Durante el fin de semana estuve viendo en el Conde-Duque de Madrid la exposición retrospectiva de toda la obra del largo y ancho fotógrafo César Lucas, desde los años sesenta hasta nuestros días. Se exhibía también algún documental. De aspecto, está ahora igual que cuando lo conocí. Debió de ser en las fiestas patronales de 1978, o quizá fuera 1979, pero no más tarde. El novato periodista bejarano Antonio Egido trabajaba entonces en el Grupo Zeta, donde hizo amistad con él. Se acababa de fundar la revista Interviú, en la que ambos colaboraban. Suya es una de las imágenes icono de la Transición, la de ese niño a hombros de su padre en la calle Preciados, en medio de una manifestación vecinal. Pero sobre todo suya es la imagen de aquella esplendorosa Marisol desnuda, con una rosa (quizá) en las manos, que abrió un tiempo nuevo, que dividió el ayer del hoy, que se convirtió en símbolo de la España que venía, libre y feliz saliendo de la niebla de la dictadura. Recuerdo que la foto ocupaba toda una puerta, de arriba abajo, en la redacción de Interviú, así que cuando estabas agarrando el pomo estabas cogiendo de la mano, a la altura de su pubis, a la mismísima Marisol, a un tamaño natural. Era de César Lucas.

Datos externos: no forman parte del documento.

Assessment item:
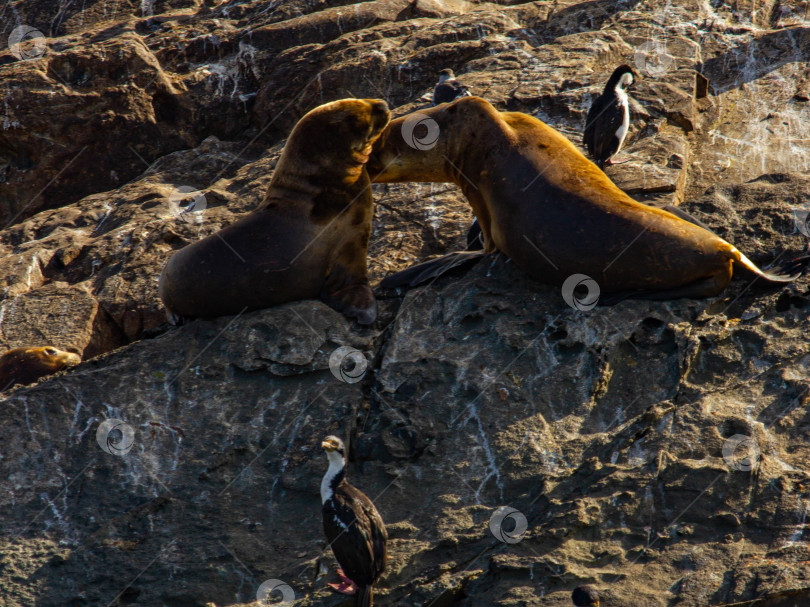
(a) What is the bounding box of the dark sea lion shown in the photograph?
[158,99,390,324]
[368,97,807,303]
[0,346,82,392]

Antonio Egido tiró de amistad y se lo trajo a dar una conferencia en el Casino Obrero en aquellas fiestas de septiembre. Estuvimos todo el día de acá para allá, mostrándole la verde maravilla; luego, nos fuimos a montar el proyector de diapositivas, ya que iba a ilustrar su trabajo y su pensamiento con su propia obra. Todo fue bien, se llenó de público luego el gran salón de la planta baja y la conferencia comenzó; enseguida se hizo la penumbra, para mejor contemplar las imágenes, con atención y silencio, hasta que de repente sobre la pared del vetusto ateneo bejarano se proyecto la diapositiva que agrandaba de forma generosa el cuerpo desnudo de Marisol, hasta el tamaño de diosa aparecida en el viejo caserón, con la luz de su mirada y el imán de sus senos en sazón, mirándonos de medio lado. De forma súbita, el silencio palpitante se rasgo con el vozarrón de alguien que desde las tinieblas (digamos que en su doble sentido literal y metafórico) irrumpía en la escena con indignación: "¡Esto es una inmoralidad! ¡No puedo consentir esta vergüenza que falta al respeto a los socios de este lugar!" y una retahíla de exabruptos semejantes que a borbotones rebosó el silencio y de un manotazo acorde con el vozarrón encendió el interruptor de las luces del salón y dictó sentencia: "Esto se ha acabado. Fuera". Claro está que iba dirigido al hoy maestro de fotógrafos y a sus tres o cuatro acompañantes, pero el gesto afectaba a todo el público, que impávido se fue retirando. Recogimos los bártulos y salimos disparados. Deambulamos el resto de la noche con nuestro invitado, avergonzados no del espectáculo que habíamos dado con aquellas fotografías, siquiera la de Marisol, sino por no poder borrar de repente de nuestra biografía el hecho evidente de ser naturales de Béjar, cosa que el boquiabierto Lucas nos disculpaba. Vimos los fuegos artificiales en la plaza Mayor y nos retiramos, a esperar que el tiempo nos diera la razón.
El vozarrón y el manotazo pertenecían al mismísimo presidente del Casino Obrero.